« On est attaché à la bagnole, on aime la bagnole. Et moi je l’adore », telle est la déclaration d’amour proférée par Emmanuel Macron au journal télévisé de France 2 et de TF1, dimanche 24 septembre ; cela en prélude au lancement, le lendemain, de la « planification écologique ». Or s’il y a une responsable des graves problèmes environnementaux qu’une planification digne de ce nom est censée atténuer, sinon résoudre, c’est bien la voiture privée.
Dans l’hexagone en effet, la voiture individuelle représente 16% des émissions des gaz à effet de serre. De plus, selon les chiffres récemment donnés par le WWF, les SUV émettent en moyenne 20% de GES de plus que le reste des voitures. Ainsi « les SUV ont constitué, ces dix dernières années, la 2ème source de croissance des émissions de CO2 françaises, derrière le secteur aérien ». Quant à la voiture électrique, son bilan écologique global est d’à peine 10 % inférieur de celui d’une voiture à combustion d’hydrocarbures.

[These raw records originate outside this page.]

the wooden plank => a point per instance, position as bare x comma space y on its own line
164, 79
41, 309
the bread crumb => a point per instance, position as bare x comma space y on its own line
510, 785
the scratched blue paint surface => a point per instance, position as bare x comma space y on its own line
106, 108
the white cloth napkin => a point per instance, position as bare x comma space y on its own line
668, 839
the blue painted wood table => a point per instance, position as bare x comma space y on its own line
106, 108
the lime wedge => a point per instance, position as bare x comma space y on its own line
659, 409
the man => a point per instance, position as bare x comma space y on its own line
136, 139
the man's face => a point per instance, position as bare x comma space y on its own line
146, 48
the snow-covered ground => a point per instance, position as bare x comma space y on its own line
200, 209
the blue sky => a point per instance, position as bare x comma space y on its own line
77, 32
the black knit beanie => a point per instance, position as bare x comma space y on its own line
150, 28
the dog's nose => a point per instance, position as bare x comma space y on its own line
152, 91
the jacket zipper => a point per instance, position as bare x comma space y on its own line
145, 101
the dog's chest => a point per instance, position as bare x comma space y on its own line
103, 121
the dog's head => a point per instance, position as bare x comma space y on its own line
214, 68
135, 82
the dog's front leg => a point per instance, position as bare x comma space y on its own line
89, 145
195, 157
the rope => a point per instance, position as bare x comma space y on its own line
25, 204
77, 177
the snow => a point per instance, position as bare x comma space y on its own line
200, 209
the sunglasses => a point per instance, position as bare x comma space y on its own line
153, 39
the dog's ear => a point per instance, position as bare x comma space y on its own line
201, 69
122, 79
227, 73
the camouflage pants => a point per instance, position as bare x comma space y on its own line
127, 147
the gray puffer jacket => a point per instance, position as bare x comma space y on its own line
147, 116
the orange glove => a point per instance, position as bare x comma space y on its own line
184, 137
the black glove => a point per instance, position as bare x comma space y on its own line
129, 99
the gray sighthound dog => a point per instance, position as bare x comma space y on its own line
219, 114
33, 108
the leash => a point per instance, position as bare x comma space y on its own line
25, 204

Alors que faire face aux excès d’un trafic soutenu par SUV surcylindrées, motocycles démesurés et jeeps surdimensionnées ? Ce qui est en cause c’est le trafic individuel motorisé. Non content de contribuer à une part importante des émissions de gaz à effet de serre avec les conséquences environnementales et donc humaines que l’on sait, non content d’être la cause de nombreux accidents dont les coûts sont en définitive supportés par la sécurité sociale et donc par le contribuable, le développement exponentiel du trafic individuel motorisé a été conjugué avec celui des transports routiers des marchandises. Il a provoqué un bétonnage inconsidéré des zones urbaines comme des étendues de campagne : élargissement des rues au détriment de l’arborisation, installation de vastes parkings en surface et en sous-sol, construction d’autoroutes à l’emprise bétonnée démesurée, etc. ; avec les conséquences écologiques dramatiques que l’on connait, ne serait-ce qu’en raison de l’usage surabondant d’un béton à la production particulièrement polluante.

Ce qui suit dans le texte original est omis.